Announcement

Collapse
No announcement yet.
X
  • Filter
  • Time
  • Show
Clear All
new posts

  • Destring returns "contains nonnumeric characters; no replace"

    I try to destring two variables. One of them is the column for my cross-sectional units and the other is for my observations. They are different counties over a period of time, e.g. “CountyX2006”, “CountyY2007” etc.
    I can’t understand why there are nonnumeric characters in these variables.
    I tried running:

    destring observation, replace

    But Stata returns “observation contains nonnumeric characters; no replace”
    Any ideas how to solve this problem? I've never encountered it before.

    The reason I want to destring is is in order to use the command "xtset" that requires a numeric identifier.

    EDIT
    I think I solved this now. I encoded the counties, using:
    "encode county, gen(county1)"
    and used county1 in xtset instead
    Last edited by Eric_B; 15 Jun 2014, 03:48.

  • #2
    You can do a couple of different things, here. FIrst, you can use encode . . ., generate() label() to get a numeric variable for xtset.

    You can also examine those observations that have nonnumeric characters in them.
    Code:
    generate byte non_numeric = missing(string(my_variable))
    list my_variable if non_numeric
    or
    Code:
    generate byte non_numeric = indexnot(my_variable, "0123456789.-")
    list my_variable if non_numeric

    Comment


    • #3
      One of them is the column for my cross-sectional units and the other is for my observations. They are different counties over a period of time, e.g. “CountyX2006”, “CountyY2007” etc.
      I can’t understand why there are nonnumeric characters in these variables.
      All the characters in "CountyX" and "CountyY" count as non-numeric.

      The purpose of destring seems widely misunderstood. It's for variables that are essentially numeric in content, but have been misread somehow. A few individual characters may have caused this, or perhaps metadata have crept into the first few observations. encode is the command for mapping arbitrary string variables to numeric variables with value labels.

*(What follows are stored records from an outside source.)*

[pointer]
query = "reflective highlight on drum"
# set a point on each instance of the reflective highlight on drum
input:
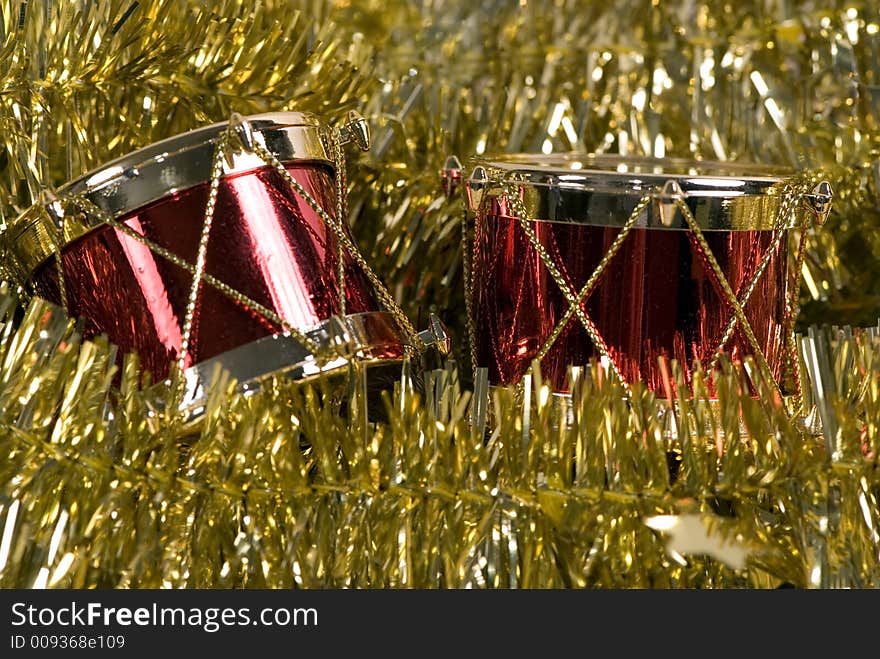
(633, 261)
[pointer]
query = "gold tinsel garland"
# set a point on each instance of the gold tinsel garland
(293, 487)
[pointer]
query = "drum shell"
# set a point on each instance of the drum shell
(658, 298)
(265, 243)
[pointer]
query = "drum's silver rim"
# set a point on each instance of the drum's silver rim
(152, 173)
(353, 337)
(603, 190)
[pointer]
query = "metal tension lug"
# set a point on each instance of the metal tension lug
(356, 130)
(476, 187)
(451, 176)
(436, 336)
(819, 201)
(670, 194)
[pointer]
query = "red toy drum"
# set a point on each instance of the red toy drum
(630, 261)
(222, 245)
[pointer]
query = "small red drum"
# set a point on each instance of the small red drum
(630, 261)
(120, 248)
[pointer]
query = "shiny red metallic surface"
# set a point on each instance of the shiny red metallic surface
(658, 297)
(265, 242)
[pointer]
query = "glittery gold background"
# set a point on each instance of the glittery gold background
(293, 487)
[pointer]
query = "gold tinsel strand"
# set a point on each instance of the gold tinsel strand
(292, 487)
(780, 83)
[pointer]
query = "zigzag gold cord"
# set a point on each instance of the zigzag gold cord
(387, 300)
(513, 197)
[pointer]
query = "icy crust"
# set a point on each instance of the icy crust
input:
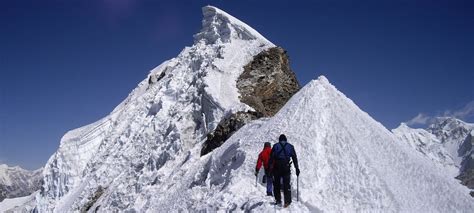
(219, 26)
(426, 144)
(157, 127)
(349, 163)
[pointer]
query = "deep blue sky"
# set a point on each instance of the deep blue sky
(64, 65)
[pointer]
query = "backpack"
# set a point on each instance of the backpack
(282, 163)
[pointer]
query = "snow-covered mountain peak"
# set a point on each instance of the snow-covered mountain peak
(16, 181)
(220, 27)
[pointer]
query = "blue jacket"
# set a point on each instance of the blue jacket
(280, 157)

      Joseph's code includes a small slip; note also that no new variable is needed.

      Code:
      list my_variable if missing(real(my_variable))
      Here my_variable is already string, and the function real() extracts numeric content; it's the failures in that calculation that deserve attention

      Comment


      • #4
        Whoops. My mistake. Sorry if there was any confusion. Thanks for catching that, Nick, and setting it straight.

        I agree with Nick that a new variable isn't required, but Eric indicated that he was surprised at the presence of nonnumeric characters in the variables. Whenever I encounter stuff that I didn't expect in a dataset,I'll take a closer, repeated look in order to understand what's going on. I've found that generating an indicator (flag) variable is usually helpful in such circumstances, and so that's where that came from.

        Comment


        • #5
          Hello,

          I have an issue and cannot solve it. I have a big excel dataset and once I copy paste it to Stata (version 11) the variables which are numbers cannot be interpreted as numerical values anymore. I tried to commands mentioned above and when I tab the critical observations neraly all of them have been listed.

          If I encode them, then the true value of the obsevations are not correct. Sorry if it is a basic question.

          Thank you in advance,
          Adam

          Comment


          • #6
            Adamaki: You should give specific details. Precisely what the problem is, or the problems are, isn't clear from your report.

            Please also note our request that members use full real names.

            Comment


            • #7
              Adam: why are you using copy/paste rather than insheet? The latter can be used in a do-file (think audit trails and reproducibility!), and provide control over how incoming input is handled.

              I support Nick's remarks about using your names (firstname lastname). It's easy to fix: click on“Contact us” located at the bottom right-hand corner of every page, and make your request. Please see the Forum FAQ for more about this.

              Comment


              • #8
                Dear Stata Users

                I am analyzing survey data some of my variables were not correctly captured instead of

                Var_ 1 2 3 . They were captured as

                Var_
                A
                B
                C

                Is there a way recoding them into numeric?

                Comment


                • #9
                  Well, it's not clear what you mean when you say that the variables "not correctly captured," and it also isn't clear what you actually have for Var_. So please post a relevant excerpt of your data set using the -dataex- command, so that we can all of the exact details. Just knowing that it looks like A B C does not tell us what it actually is internally, and the correct solution to your problem depends crucially on that. You can get the -dataex- command by running -ssc install dataex-. It is easy to use: just read the -help dataex- file and follow the instructions there.

                  Comment


                  • #10
                    Thank you Clyde

                    This is how the data has been captured

                    input str3(HAA12A HAA12B HAA12C)
                    "A" " " " "
                    "" "B" "C"
                    "A" " " "C"
                    "" " " " "
                    "A" " " " "

                    I am working with household data on asset ownership where "A, B, C " were suppose to be captured as "1, 2, 3" indicating that the household owns the asset, and " " indicates missing data, i.e. no ownership.
                    My question is: Is there a way of converting the above such that A=1, B=2, C=3?
                    I hope my problem is clear now

                    Comment


                    • #11
                      Yes. Start with:
                      Code:
                      label define ABC    1    "A"    2    "B"    3    "C"
                      foreach v of varlist HAA* {
                          encode `v', gen(_`v') label(ABC)
                          drop `v'
                          rename _`v' `v'
                      }
                      Now, the variables will still look like they are "A", "B", and "C", but internally they are coded 1, 2, 3 and you can use them in numeric calculations, etc.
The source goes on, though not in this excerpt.